Third, the document spells out how to fill up with gas if you are driving yourself to your “place of quarantine.” That “what if” is covered. As for accidents, those can happen in any “place of quarantine” as easily as on the road. The logic of his answer didn’t fly.
My lips were Buddha’s lips, but in that moment I was not quite of Buddha mind.
There is nothing like a uniformed toad with a particular presumption of his own privilege and demigod, daddy-o mindset whose most vigorous form of exercise in the past 40 years has been wagging his finger at others to test the Buddha mind.
I had other legitimate questions but refrained from asking any of them. He’d only think me an impertinent smart ass. It was safer to plead ignorance after the fact should I ever need to do so.
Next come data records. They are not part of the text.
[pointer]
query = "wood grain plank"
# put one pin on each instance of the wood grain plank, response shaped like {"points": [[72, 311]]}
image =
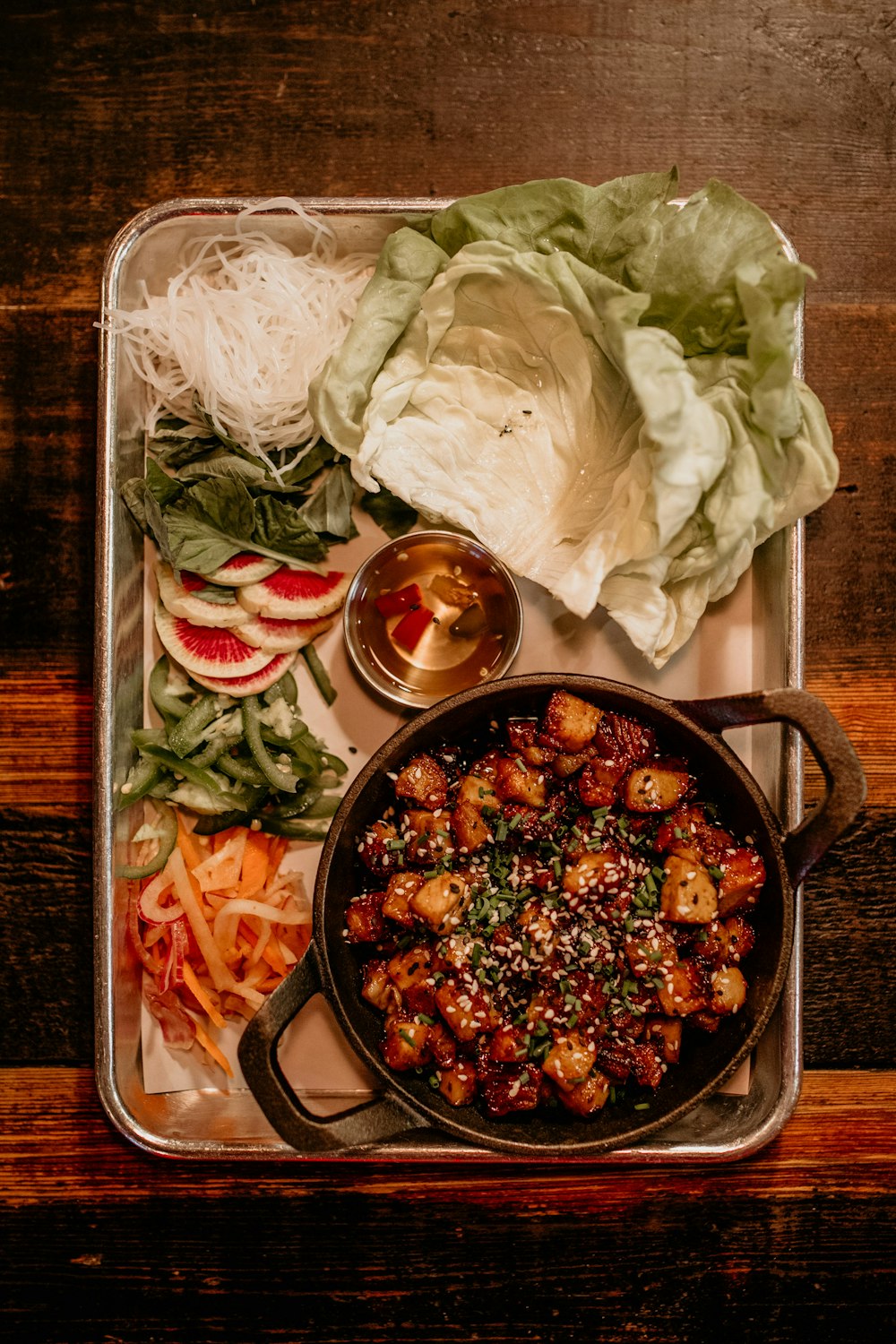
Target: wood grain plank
{"points": [[802, 1234], [842, 1134], [357, 101]]}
Instead, I said with much more sweetness than was in my heart: Sir, please understand that I am not challenging you. I am merely clarifying what the rules are—exactly—so that I can be sure to obey them and not make mistakes.
Even though the intel on this particular virus, it’s character and measures we should take to minimize risks to ourselves and others changes by the hour, I understand the protocols of establishing and maintaining red and green zones in my home as well as minimizing the risks to all concerned very well. I’d been practicing them in my Tokyo home for weeks. This dude probably leaves the seat up—but I digress.
If he were less steeped in ignorance and puffed up by his costume he should have operated under the assumption that his breath may well have contaminated the very paper he had just given me with COVID-19. Frankly, we must assume everything we touch needs to be sanitized. But that’s not quite the level of consciousness we’re at. We’re getting there. The question is: Are we getting there fast enough?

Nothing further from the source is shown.